Episode 8 - "Happy Family Planning" is without doubt the high point of
Paranoia Agent, and a great display of
Satoru Utsunomiya's mastery of the craft, among the myriad of amazing animators who worked on the episode (
Hiroyuki Okiura,
Norio Matsumoto,
Takeshi Honda,
Toshiyuki Inoue,
Tetsuya Nishio, among some others).
It's a self-contained story, and as such it's not really necessary to be familiar with the series' main story or characters, although there are some minor cameos (particularly the identities of "FOX" and "Horse").
As soon as the opening ended, I was greeted with this shot, already forecasting the oddly appealing quality of the framing (and the animation too). An old man walking through the streets of Tokyo. At face value, it doesn't seem like much, but we are in Paranoia Agent's Japan, so we know something unsettling is bound to happen.
And boy does the episode deliver. It is particularly light in tone, more so than the other parts of the show, and most of the happenings in the episode are comedic in nature. But what makes it so delightfully disturbing is the subject matter: the
three main characters -Zebra, Fuyubachi and Kamome- have wacky hijinks as they try and fail to kill themselves.
One would expect such a topic to be handled with utmost seriousness, more so in a show like this where almost everything is serious and gritty, but (cleverly, in my opinion) the value of life is portrayed as something to laugh at. We accompany these characters as they repeatedly show their incompetence at ending their lives, and this is depicted in a very comedic, almost slapstick-ish way, set to a "funny" lighthearted BGM.
There is some delicious black comedy going on in this episode that arises from the
dissonance between the execution and the actual events we're being presented with. Kamome even throws cute little tantrums about wanting to suicide with the other two protagonists, like it was something as mundane as buying an ice cream in the shop across the street.
The script doesn't miss its chance to make subtle commentary about some issues of contemporary Japanese life (or at least, of Paranoia Agent's vision of Japan), while simultaneously integrating some backstory for the characters and how they came to be in this situation seamlessly into a quirky, jumpy and very enjoyable pace.
The most incredible aspect of this episode for me was the twist. It's one of those "a-ha!" moments that makes you go back and check to see if they're pulling it out of their ass, only to be overwhelmed with fascination when it turns out it had been in your face all the time.
In fact, there are some not-really-that-subtle shots emphasizing the shadows and how our main trio is devoid of them:
Very attentive viewers will see this right away, but most people probably didn't even care, and even those who noticed it while watching probably attached it to production fuck ups or something along those lines. But then, as the narrative seems like it'll go into yet another gag about becoming an hero,
that scene happens and
BAM!, they hit you right in the face with it. Everything that follows is simply perfect, from the animation of the old man's reaction, to the funnily awesome photograph scene that ends the episode on the same note it began: whimsy, disturbing and fascinating.

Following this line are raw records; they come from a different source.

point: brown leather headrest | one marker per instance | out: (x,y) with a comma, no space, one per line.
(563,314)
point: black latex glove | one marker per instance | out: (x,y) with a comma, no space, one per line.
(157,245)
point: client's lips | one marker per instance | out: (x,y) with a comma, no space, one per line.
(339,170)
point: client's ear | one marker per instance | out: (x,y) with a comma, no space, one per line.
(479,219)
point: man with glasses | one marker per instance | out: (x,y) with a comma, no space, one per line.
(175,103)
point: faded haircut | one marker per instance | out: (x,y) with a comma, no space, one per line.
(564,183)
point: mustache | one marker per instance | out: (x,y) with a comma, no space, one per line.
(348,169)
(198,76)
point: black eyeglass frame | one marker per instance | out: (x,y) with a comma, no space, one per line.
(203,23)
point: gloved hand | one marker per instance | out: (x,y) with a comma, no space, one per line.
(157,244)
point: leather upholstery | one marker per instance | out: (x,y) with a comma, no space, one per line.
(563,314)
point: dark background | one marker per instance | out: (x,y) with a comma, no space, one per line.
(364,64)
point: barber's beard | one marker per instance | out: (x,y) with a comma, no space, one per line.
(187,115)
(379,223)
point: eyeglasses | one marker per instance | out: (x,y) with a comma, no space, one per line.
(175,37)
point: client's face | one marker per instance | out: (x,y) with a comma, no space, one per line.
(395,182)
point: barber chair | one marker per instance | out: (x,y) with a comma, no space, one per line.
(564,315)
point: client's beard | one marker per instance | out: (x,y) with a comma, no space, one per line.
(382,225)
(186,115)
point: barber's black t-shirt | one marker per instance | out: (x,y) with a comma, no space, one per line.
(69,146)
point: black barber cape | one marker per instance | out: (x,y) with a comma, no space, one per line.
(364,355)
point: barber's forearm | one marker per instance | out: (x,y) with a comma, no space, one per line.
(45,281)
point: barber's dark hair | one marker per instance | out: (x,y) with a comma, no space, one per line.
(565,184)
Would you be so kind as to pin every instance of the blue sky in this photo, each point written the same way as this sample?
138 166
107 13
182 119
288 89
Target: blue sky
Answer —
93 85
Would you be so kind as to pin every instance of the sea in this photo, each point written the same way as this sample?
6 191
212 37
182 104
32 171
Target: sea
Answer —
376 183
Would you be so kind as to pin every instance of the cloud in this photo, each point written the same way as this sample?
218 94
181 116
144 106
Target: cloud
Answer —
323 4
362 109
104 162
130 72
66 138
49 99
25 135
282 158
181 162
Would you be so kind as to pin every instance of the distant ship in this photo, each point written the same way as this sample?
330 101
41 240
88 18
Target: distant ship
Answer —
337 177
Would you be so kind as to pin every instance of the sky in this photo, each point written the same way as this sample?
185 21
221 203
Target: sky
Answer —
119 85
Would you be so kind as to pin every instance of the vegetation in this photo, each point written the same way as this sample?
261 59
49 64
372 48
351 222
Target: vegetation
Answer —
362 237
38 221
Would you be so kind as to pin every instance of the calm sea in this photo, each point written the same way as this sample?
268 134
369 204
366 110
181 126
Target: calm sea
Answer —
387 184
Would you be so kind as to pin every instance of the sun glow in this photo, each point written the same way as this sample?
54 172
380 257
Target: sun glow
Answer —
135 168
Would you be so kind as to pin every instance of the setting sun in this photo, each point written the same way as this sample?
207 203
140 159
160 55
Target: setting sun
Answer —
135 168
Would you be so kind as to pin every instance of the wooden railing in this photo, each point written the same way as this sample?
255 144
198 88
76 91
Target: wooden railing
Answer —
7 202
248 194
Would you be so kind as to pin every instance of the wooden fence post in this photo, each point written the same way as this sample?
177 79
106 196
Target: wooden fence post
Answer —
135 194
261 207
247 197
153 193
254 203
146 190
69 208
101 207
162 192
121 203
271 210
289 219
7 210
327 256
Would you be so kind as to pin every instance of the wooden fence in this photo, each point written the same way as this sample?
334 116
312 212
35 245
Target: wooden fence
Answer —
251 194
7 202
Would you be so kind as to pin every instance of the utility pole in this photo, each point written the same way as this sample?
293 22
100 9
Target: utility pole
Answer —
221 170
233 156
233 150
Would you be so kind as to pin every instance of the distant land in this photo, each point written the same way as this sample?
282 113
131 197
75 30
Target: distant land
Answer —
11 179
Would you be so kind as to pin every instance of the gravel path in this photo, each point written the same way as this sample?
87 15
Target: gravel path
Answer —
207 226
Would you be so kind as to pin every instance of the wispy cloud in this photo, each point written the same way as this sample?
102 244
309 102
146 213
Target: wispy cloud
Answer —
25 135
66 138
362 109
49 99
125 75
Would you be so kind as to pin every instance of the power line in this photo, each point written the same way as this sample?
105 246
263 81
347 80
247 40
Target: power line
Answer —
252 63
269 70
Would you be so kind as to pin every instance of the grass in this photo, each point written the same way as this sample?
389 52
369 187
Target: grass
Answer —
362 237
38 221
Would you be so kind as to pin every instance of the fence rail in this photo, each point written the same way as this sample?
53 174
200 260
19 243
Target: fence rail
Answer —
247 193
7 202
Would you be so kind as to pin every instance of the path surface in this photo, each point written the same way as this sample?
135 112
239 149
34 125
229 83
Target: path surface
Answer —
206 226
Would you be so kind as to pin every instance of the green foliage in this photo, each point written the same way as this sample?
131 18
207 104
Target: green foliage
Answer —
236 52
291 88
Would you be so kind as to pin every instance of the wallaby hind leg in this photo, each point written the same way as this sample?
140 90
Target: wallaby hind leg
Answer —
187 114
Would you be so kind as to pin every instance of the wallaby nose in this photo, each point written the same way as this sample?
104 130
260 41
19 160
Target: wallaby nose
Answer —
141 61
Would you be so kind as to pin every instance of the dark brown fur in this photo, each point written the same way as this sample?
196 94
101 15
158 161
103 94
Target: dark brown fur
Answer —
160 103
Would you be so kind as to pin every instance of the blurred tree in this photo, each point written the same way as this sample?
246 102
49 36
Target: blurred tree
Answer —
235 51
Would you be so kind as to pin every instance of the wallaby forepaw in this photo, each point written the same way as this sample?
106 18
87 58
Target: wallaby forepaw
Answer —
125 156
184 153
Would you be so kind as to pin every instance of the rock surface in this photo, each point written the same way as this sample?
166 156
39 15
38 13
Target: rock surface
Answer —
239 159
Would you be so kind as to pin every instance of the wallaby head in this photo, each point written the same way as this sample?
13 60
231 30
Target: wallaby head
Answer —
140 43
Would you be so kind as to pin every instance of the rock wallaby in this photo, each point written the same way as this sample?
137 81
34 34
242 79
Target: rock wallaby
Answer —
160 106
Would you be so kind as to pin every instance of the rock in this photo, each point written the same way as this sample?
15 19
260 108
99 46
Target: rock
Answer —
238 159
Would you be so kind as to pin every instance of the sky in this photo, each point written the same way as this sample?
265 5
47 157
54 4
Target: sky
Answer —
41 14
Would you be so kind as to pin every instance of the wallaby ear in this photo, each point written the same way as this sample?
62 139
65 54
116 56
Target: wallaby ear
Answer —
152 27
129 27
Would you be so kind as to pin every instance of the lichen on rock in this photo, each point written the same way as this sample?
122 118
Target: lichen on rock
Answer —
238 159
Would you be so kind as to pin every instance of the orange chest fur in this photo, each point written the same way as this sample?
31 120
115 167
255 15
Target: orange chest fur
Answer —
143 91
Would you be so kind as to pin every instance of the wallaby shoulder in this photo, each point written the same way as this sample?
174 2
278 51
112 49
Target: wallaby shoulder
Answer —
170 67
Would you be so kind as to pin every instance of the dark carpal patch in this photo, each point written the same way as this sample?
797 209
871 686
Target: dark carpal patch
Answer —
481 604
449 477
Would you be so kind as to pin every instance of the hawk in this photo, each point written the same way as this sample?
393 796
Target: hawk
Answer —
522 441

This is some grade-S, good-good-good stuff. EVERYTHING fits together perfectly. The framing, editing and idiosyncratic animation style (Utsunomiya was the AD, after all) are in service of a tightly crafted script to create a truly memorable piece of animation.
Incidentally, this whole episode feels like a feature film crammed into 20 minutes of runtime. And the best thing is that it works perfectly with that amount of time. It never drags, it never feels like it should be longer, it has a very high density of content while never losing its groove.
R.I.P. Satoshi Kon, you were truly the genius behind the geniuses that crafted this little film. It's no coincidence that this sort of display happens in a show of his, who was a man of a great vision.
As a footnote, I challenge animeGAF to present a self-contained anime episode that can top this one. To make it narrower, something that came out after its airing (~2004).